In the wake of the nation’s #MeToo movement, Maryland now joins the ranks of other states, such as Illinois and New York, that have adopted stricter sexual harassment policies.  Maryland’s law is officially titled, “Disclosing Sexual Harassment in the Workplace Act of 2018” and is set to take effect on October 1, 2018.

The Act first declares void against State public policy any provision in an employment contract or policy that requires an employee to waive any right or remedy for any future claim of (1) sexual harassment, or (2) retaliation for reporting or asserting a right or remedy based on sexual harassment.  Any employer that enforces or attempts to enforce such a provision against an employee may be liable for the employee’s reasonable attorneys’ fees and costs. This Act applies to all employment contracts and policies that are executed, extended or renewed on or after October 1, 2018.

Second, the Act places certain reporting requirements on employers with 50 or more employees.  On or before July 1, 2020, and again on July 1, 2022, employers will be required to submit a survey to the Maryland Commission of Civil Rights that details the following information:

  1. the number of settlements made by or on behalf of the employer after an allegation of sexual harassment by an employee;

  2. the number of times the employer has paid a settlement to resolve a sexual harassment allegation against the same employee over the past 10 years of employment; and

  3. the number of settlements made after an allegation of sexual harassment that included a provision requiring both parties to keep the terms of the settlement confidential.

The Maryland Commission of Civil Rights is responsible for collecting this information and will then provide public access to it by posting the aggregate number of responses from each employer on the Commission’s website.  While the employer names will be accessible, the names of any alleged harassers and victims will not be posted.

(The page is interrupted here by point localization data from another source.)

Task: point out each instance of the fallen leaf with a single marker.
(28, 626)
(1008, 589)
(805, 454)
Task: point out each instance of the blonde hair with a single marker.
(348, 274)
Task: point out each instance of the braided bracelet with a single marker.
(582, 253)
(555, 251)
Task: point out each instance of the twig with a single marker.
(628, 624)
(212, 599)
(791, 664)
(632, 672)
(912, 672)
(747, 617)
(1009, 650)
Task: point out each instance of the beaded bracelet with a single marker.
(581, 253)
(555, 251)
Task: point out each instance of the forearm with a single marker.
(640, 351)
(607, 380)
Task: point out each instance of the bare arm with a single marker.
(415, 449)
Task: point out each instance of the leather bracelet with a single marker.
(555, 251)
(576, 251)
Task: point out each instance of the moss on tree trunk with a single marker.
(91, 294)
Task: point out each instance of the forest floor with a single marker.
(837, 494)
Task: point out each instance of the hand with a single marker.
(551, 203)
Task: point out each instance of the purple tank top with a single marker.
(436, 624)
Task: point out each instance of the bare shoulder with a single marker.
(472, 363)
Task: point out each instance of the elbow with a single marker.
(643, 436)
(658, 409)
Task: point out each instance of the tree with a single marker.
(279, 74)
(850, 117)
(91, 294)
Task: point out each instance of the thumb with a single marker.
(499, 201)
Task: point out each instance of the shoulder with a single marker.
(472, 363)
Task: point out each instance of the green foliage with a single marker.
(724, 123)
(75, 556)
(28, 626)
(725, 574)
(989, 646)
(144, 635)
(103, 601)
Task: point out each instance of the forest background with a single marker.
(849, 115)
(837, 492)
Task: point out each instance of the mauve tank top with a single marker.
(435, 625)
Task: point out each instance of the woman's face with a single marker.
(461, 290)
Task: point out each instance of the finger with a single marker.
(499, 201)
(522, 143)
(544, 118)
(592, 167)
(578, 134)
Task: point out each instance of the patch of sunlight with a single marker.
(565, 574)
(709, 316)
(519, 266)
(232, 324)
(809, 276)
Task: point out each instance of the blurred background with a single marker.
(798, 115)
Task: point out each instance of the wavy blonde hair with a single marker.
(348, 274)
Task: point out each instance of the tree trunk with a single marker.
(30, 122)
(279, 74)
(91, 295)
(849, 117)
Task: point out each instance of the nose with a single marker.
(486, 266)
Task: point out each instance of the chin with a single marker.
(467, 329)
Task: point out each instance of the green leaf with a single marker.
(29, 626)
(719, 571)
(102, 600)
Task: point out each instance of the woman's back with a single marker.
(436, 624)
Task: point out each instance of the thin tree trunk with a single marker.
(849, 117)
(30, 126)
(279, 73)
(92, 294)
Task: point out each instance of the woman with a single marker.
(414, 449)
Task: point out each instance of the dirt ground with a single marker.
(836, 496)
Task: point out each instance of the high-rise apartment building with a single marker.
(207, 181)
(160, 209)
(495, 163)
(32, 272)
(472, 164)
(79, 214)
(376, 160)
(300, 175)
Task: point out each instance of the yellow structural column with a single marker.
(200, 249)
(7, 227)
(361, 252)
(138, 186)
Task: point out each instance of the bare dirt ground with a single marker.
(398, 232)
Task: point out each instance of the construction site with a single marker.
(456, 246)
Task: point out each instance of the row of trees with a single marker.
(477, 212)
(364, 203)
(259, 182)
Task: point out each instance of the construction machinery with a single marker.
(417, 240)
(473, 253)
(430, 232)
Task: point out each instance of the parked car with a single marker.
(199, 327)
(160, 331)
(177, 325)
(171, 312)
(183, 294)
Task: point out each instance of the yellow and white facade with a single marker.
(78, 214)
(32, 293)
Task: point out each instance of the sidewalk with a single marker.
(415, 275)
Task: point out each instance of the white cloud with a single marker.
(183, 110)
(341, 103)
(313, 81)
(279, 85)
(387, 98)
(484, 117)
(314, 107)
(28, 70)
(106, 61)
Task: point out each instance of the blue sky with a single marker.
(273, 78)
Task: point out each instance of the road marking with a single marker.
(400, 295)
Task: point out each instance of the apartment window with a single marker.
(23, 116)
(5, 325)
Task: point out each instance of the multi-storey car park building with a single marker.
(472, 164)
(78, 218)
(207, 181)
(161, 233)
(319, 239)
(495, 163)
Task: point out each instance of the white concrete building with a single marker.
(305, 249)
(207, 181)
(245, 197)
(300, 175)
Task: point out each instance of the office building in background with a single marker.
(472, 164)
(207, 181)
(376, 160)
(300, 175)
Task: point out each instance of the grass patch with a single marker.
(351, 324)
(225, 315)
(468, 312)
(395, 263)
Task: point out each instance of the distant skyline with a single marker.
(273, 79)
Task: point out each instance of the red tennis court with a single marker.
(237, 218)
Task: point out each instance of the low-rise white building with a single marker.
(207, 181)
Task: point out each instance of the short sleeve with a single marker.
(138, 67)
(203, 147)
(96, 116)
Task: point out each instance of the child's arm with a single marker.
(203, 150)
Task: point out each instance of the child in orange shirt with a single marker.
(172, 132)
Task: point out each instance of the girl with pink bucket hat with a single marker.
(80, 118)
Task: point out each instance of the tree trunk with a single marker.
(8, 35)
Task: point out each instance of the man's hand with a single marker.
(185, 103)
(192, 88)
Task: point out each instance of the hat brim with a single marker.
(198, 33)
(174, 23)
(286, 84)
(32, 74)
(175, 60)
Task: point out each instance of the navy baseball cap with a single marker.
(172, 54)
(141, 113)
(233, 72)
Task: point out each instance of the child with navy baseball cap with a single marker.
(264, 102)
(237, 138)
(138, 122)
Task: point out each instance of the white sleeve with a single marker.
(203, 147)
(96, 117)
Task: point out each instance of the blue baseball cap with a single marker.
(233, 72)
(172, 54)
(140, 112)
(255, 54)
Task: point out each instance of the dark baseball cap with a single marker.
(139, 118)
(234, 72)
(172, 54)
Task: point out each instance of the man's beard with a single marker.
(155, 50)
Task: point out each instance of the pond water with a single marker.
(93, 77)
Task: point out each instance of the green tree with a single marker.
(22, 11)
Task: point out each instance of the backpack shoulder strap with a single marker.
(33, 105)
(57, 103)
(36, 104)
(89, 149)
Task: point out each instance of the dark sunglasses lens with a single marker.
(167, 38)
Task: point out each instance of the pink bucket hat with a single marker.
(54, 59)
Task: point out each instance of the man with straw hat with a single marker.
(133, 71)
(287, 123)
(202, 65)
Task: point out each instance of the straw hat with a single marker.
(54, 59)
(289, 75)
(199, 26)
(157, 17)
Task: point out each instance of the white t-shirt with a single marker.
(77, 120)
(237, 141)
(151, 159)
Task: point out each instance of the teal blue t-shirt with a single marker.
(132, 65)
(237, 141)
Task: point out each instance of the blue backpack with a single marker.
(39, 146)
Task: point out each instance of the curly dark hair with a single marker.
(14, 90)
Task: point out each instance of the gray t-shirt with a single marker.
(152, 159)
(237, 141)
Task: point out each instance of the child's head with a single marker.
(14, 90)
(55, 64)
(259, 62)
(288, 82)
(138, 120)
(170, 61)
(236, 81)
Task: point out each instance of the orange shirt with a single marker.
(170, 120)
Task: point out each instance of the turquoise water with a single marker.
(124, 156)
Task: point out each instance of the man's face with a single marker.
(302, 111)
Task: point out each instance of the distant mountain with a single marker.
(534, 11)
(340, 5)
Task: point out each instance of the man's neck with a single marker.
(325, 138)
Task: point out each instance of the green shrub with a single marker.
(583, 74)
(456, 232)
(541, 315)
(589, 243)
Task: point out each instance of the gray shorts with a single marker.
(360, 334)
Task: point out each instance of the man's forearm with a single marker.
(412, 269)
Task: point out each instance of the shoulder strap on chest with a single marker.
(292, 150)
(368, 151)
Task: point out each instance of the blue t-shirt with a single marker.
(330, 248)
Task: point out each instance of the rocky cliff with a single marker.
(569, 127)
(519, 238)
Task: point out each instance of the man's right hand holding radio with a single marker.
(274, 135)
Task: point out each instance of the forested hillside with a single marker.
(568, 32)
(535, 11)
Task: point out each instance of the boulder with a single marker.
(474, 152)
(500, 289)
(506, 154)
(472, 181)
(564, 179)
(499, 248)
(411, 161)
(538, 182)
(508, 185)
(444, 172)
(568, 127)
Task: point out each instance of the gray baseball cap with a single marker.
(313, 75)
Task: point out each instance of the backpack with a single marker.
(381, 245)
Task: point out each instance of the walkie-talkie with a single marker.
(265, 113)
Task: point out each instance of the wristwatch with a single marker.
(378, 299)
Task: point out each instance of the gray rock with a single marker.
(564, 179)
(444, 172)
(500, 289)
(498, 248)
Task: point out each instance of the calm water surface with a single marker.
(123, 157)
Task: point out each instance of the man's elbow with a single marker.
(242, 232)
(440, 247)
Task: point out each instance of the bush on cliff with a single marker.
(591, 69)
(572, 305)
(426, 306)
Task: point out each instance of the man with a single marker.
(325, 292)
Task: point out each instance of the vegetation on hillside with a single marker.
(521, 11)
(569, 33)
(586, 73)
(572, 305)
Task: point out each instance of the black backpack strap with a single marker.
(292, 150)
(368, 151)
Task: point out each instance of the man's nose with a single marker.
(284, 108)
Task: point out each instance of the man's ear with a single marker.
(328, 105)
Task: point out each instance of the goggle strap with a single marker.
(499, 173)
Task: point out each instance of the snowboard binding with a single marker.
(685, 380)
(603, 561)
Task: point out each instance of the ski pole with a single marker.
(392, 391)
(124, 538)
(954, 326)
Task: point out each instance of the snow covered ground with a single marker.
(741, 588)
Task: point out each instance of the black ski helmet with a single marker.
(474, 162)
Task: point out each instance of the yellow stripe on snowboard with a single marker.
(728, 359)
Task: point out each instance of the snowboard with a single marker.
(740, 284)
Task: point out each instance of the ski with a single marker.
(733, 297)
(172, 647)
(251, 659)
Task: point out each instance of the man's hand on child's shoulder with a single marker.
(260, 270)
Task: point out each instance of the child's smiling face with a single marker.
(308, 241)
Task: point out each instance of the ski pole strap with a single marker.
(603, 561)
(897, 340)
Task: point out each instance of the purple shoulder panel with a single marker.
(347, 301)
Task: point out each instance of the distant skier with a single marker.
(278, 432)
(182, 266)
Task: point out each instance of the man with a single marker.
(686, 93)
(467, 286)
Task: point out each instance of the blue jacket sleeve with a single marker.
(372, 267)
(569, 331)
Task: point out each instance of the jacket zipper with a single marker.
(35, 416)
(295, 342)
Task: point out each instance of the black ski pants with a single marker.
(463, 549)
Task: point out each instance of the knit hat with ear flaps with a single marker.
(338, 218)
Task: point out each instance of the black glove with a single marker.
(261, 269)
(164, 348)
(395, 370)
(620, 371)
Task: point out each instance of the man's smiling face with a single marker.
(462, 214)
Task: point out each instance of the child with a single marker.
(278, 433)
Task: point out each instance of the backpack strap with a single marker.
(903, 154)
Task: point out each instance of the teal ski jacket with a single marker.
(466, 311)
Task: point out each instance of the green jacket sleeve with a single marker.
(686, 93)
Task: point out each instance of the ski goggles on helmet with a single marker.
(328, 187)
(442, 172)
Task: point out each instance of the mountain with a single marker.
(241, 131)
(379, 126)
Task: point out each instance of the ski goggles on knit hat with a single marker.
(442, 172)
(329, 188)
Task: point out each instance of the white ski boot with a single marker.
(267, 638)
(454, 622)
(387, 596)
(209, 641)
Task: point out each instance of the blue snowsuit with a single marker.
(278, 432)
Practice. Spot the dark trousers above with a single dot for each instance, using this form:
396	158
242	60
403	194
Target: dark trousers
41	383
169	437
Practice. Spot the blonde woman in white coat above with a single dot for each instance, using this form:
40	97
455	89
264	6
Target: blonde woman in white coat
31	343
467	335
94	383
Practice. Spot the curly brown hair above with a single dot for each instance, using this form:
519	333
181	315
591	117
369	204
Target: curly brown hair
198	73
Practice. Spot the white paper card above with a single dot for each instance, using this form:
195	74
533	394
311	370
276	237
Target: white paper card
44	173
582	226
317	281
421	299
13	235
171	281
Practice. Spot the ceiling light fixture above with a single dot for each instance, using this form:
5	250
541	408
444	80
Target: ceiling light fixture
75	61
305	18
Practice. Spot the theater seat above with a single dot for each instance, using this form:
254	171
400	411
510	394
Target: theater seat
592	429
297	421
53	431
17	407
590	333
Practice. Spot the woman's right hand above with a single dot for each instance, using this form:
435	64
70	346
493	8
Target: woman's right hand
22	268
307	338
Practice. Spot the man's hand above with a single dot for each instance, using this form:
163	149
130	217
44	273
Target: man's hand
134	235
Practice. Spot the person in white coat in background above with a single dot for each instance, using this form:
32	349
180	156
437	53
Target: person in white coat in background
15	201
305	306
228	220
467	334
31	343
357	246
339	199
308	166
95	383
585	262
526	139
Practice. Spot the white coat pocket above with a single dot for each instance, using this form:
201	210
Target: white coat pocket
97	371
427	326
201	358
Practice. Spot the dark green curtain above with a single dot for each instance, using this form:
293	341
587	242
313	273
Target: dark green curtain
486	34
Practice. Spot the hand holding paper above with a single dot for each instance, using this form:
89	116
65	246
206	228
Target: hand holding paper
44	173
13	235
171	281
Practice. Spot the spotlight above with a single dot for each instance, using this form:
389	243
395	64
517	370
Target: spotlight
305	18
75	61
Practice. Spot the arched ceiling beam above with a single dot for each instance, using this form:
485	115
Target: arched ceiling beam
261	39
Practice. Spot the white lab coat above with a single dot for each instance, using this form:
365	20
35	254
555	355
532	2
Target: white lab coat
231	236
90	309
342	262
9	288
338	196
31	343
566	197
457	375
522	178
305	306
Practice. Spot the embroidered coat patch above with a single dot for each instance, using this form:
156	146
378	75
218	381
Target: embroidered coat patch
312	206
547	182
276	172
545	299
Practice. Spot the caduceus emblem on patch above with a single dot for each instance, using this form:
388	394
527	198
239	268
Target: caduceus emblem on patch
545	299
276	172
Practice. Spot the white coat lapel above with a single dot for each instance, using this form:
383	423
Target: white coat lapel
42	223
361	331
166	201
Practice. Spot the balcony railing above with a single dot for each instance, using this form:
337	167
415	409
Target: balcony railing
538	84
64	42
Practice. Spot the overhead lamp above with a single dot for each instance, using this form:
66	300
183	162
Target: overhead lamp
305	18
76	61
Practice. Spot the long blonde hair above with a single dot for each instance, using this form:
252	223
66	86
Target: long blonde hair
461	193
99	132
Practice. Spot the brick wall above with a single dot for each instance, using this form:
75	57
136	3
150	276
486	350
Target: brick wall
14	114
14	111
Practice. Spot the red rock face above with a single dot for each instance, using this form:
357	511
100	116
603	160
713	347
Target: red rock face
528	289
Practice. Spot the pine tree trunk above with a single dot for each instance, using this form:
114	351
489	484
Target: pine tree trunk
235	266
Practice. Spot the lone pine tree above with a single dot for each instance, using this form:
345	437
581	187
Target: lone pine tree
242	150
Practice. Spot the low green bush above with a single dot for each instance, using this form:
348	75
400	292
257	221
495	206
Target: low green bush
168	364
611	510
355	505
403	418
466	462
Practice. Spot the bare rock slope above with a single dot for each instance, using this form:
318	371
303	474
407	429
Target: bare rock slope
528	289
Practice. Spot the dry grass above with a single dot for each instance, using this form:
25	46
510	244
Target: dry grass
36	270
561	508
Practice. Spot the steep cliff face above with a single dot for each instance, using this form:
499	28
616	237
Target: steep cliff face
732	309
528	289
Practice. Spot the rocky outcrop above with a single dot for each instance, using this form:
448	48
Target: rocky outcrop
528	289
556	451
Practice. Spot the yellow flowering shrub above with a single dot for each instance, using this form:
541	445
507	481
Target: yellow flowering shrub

In addition to making the survey information public, the Commission will also review a random selection of surveys submitted for the purpose of creating an executive summary for submission to the Governor, the Senate Finance Committee and House Economic Matters Committee.

Prior to October 1, 2018, all employers should consider reviewing their current sexual harassment policies and procedures, specifically revising employment contracts and policies if necessary to ensure compliance with this Act. In addition, for those subject to the reporting requirements, those employers should ensure they have a system in place to track and compile the information required for submission to the Maryland Commission of Civil Rights, noting that the survey will require data from 2010 going forward up through 7/1/2022.